L'orripilazione, i peli che si drizzano sulla schiena, è quello che proverebbero tanti nel primo istante davanti a una scena come quella. Un istante di paura, una scarica di adrenalina, un'occhiata intorno e ritorna la calma.
È un camoscio appena ucciso e già sbranato, le interiora scomparse, le zampe anteriori divelte all'indietro, le costole mangiate per metà, le scapole disarticolate e mangiate in parte. Sui sassi il colore rosso vivissimo del sangue.
Tutto è successo in meno di mezz'ora, perdonate la crudezza, dall'ultimo lamento.

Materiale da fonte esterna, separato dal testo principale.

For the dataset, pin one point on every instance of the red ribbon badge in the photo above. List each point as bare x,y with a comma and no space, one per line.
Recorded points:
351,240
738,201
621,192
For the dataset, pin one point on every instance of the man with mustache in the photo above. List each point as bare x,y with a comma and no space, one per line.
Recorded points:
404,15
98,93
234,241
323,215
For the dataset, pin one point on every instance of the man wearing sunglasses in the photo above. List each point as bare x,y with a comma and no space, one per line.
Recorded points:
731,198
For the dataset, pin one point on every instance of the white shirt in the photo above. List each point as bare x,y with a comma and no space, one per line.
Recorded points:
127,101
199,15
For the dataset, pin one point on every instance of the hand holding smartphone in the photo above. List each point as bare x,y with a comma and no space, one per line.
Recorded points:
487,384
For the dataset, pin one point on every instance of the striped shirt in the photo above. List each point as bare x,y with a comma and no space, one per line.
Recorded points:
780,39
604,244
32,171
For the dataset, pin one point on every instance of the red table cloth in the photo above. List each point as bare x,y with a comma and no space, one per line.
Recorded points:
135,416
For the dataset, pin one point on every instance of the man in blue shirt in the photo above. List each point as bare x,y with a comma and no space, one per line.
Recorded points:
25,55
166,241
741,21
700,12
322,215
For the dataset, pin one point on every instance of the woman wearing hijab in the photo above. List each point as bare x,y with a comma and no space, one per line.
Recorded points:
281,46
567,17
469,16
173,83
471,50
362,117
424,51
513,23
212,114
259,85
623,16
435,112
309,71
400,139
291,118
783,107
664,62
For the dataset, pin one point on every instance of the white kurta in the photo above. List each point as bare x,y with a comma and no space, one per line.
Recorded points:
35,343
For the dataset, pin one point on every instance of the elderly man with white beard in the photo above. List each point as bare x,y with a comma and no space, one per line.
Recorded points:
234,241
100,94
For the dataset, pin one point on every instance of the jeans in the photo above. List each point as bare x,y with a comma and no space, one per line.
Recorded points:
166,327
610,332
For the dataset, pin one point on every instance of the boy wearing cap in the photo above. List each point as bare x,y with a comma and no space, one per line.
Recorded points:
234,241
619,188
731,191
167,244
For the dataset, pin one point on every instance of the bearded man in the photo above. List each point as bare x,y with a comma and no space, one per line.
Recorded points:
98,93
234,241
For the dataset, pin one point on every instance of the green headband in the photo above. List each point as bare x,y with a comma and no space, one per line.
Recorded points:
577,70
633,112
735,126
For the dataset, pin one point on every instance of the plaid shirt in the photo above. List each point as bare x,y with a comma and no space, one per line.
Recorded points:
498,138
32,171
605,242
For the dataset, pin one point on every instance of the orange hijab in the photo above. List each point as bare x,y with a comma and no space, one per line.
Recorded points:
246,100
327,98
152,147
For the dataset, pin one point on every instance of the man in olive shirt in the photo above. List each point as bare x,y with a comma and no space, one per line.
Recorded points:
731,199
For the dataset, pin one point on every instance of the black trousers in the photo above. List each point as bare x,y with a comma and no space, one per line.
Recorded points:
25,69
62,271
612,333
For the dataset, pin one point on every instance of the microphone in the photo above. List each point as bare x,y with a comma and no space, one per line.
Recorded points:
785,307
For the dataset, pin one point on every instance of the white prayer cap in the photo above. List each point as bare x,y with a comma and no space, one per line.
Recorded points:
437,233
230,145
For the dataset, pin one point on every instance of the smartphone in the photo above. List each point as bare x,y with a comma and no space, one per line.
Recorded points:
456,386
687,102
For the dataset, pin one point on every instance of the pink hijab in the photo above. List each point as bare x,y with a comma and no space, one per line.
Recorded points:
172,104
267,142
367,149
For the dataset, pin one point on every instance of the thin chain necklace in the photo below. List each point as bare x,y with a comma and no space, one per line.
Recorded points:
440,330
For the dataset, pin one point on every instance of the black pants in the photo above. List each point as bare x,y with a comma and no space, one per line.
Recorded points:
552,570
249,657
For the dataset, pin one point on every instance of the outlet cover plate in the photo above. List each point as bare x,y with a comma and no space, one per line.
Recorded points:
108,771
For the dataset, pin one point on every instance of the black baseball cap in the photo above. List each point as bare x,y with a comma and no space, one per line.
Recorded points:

Io non ho mai visto altre foto di predazioni così impressionanti, il sangue così fresco, la firma del lupo nelle impronte di sangue rosso vivo su una grande pietra piatta.
Forse erano più di uno, per sbranare e ingoiare così tanta carne in poco tempo.
Forse più di uno per braccare un camoscio, signore delle creste, fino a farlo scendere così in basso nei boschi.
Un camoscio forte e in buona salute a giudicare dalle corna e dal resto.
Impressionante certamente, tuttavia questa è stata una predazione in piena regola, perfettamente naturale. Gli attori sono stati due, il carnivoro più efficiente e diffuso del mondo ed un mite erbivoro,
elegante e atletico abitatore della montagna.
Tuttavia, dobbiamo osservare con attenzione questo momento culminante della vita selvaggia, non foss'altro che perché è successo a pochi minuti da casa.
Si può pensare che un lupo sia paragonabile ad un grosso cane, ma non è così. Gli incroci cane-lupo già dalla prima generazione perdono la forza delle mascelle necessaria per predare con successo e sbranare un selvatico di peso pari al suo, o più spesso maggiore del suo. Perché i lupi non si nutrono di piccole prede come topi o arvicole, come farebbe una volpe, vivono di prede grandi. Ne consegue che gli occasionali incroci con cani randagi non possono incidere sulle caratteristiche della specie.
Il lupo è un vero “predatore alfa”, e può contare sulla forza del branco. Ora dopo secoli è tornato, numeroso, a vivere vicino a noi. L’abbandono della coltivazione di campi e boschi gli ha ricreato il suo ambiente adatto. Per millenni è stato cacciato dall'uomo e ne ha maturato un timore pressoché assoluto, non si fa vedere e non ci attacca. Ma ora non viene più cacciato da diverse generazioni. I pastori ormai da tempo hanno grandi difficoltà per difendere le greggi dagli attacchi dei lupi. Inoltre, oggi sono tanti gli uomini le donne e i bambini che si inoltrano nei boschi solo per diletto, del tutto imbelli, inermi, indifesi. Cosa si può prevedere?
Forse è normale in un mondo in cui il 70 percento della gente vive in città, ma mi sembra siano sempre più rare le persone con il cuore, il coraggio e la forza di alzarsi alle sei del mattino per cercare, in un posto impervio e pericoloso, un animale che soffre.
Grazie Valter per le foto e soprattutto per il tuo racconto.